There are A Villages and B Castles in the world. Villages are numbered 1..A, and Castles are numbered A+1..A+B. Mario lives in Village 1, and the castle he starts from is numbered A+B. Also, there are two-way roads connecting them. Two places are connected by at most one road and a place never has a road connecting to itself. Mario has already measured the length of every road, but they don't want to walk all the time, since he walks one unit time for one unit distance(how slow!).
Luckily, in the Castle where he saved the princess, Mario found a magic boot. If he wears it, he can super-run from one place to another IN NO TIME. (Don't worry about the princess, Mario has found a way to take her with him when super-running, but he wouldn't tell you :-P)

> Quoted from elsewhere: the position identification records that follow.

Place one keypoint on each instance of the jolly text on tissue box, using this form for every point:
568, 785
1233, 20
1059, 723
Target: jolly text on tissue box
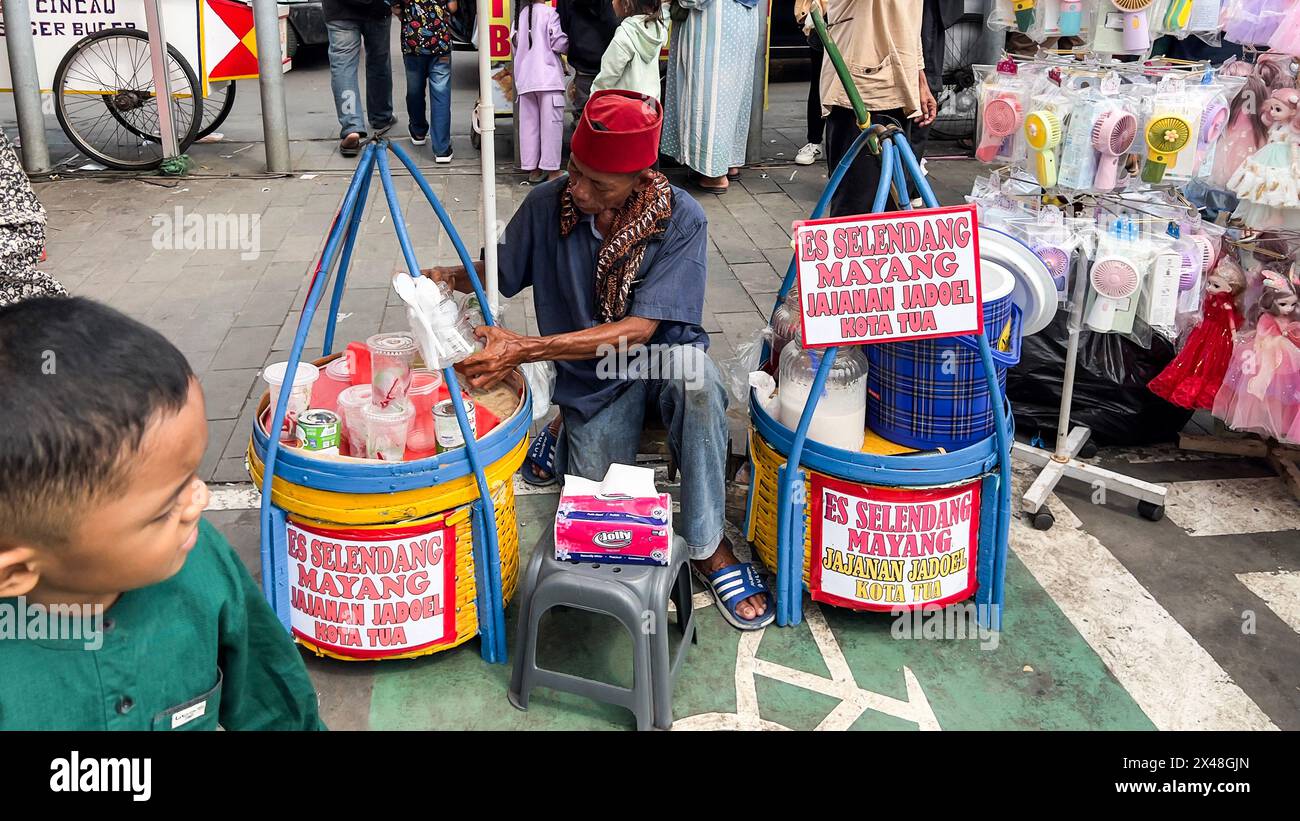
622, 518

Since there are traps in the Castles, Mario NEVER super-runs through a Castle. He always stops when there is a castle on the way. Also, he starts/stops super-runnings ONLY at Villages or Castles.

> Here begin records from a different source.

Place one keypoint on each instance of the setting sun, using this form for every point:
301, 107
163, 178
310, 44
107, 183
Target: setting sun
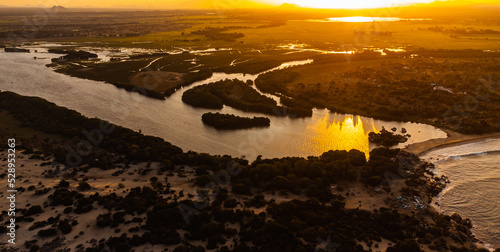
354, 4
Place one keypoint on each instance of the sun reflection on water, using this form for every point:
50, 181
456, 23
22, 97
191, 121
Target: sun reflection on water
340, 134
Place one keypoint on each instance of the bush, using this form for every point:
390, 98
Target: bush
242, 189
64, 226
47, 232
83, 186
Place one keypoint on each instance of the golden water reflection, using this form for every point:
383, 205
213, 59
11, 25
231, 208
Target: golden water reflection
341, 133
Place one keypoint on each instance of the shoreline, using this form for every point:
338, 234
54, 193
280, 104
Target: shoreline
453, 139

Unfortunately, the magic boot is too old, so he cannot use it to cover more than L kilometers at a time, and he cannot use more than K times in total. When he comes back home, he can have it repaired and make it usable again.
Input
The first line in the input contains a single integer T, indicating the number of test cases. (1<=T<=20) Each test case begins with five integers A, B, M, L and K -- the number of Villages, the number of Castles(1<=A,B<=50), the number of roads, the maximal distance that can be covered at a time(1<=L<=500), and the number of times the boot can be used. (0<=K<=10) The next M lines each contains three integers Xi, Yi, Li. That means there is a road connecting place Xi and Yi. The distance is Li, so the walk time is also Li. (1<=Li<=100)
Output
For each test case in the input print a line containing a single integer indicating the minimal time needed to go home with the beautiful princess. It's guaranteed that Super Mario can always go home.
Sample Input
1
4 2 6 9 1
4 6 1
5 6 10
4 5 5
3 5 4
2 3 4
1 2 3
Sample Output
9
Source: OIBH Reminiscence Programming Contest
//floyd+dp
//先求出任意2点之间的最短距离
//dp[i][j]代表通过前i-1个点走到第 i 点,用了j次鞋子的最小时间;
//can[i][j]=1 代表该2点可以用鞋子到达
#include <iostream>
#include <stdio.h>
#include <queue>
#include <stack>
#include <set>
#include <vector>
#include <math.h>
#include <string.h>
#include <algorithm>
using namespace std;
#define N 102
#define Max 1000000000
int map[N][N];
bool can[N][N];
int dp[N][11];
int main()
{
int T;
int A,B,M,L,K;
int n;
int i,j,k;
scanf("%d",&T);
while(T--)
{
scanf("%d %d %d %d %d",&A,&B,&M,&L,&K);
n=A+B;
for(i=1;i<=n;i++)
for(j=1;j<=n;j++)
map[i][j]=Max,can[i][j]=0;
while(M--)
{
scanf("%d %d %d",&i,&j,&k);
map[i][j]=map[j][i]=k;
if(map[i][j]<=L)
can[i][j]=can[j][i]=1;
}
for(k=1;k<=n;k++)
for(i=1;i<=n;i++)
for(j=1;j<=n;j++)
if(map[i][j]>map[i][k]+map[k][j])
{
map[i][j]=map[i][k]+map[k][j];
if(k<=A&&map[i][j]<=L)
can[i][j]=1;
}
// memset(dp,0,sizeof(dp));
for(i=1;i<=n;i++)
dp[i][0]=map[1][i];
dp[1][0]=0;
int temp;
for(i=2;i<=n;i++)
{
for(j=1;j<=K;j++)
{
temp=Max;
for(k=1;k<i;k++)
if(can[k][i])
{
temp=min(temp,min(dp[k][j-1],dp[k][j]+map[k][i]));
}
else
temp=min(temp,dp[k][j]+map[k][i]);
dp[i][j]=temp;
}
}
printf("%d\n",dp[n][K]);
}
return 0;
}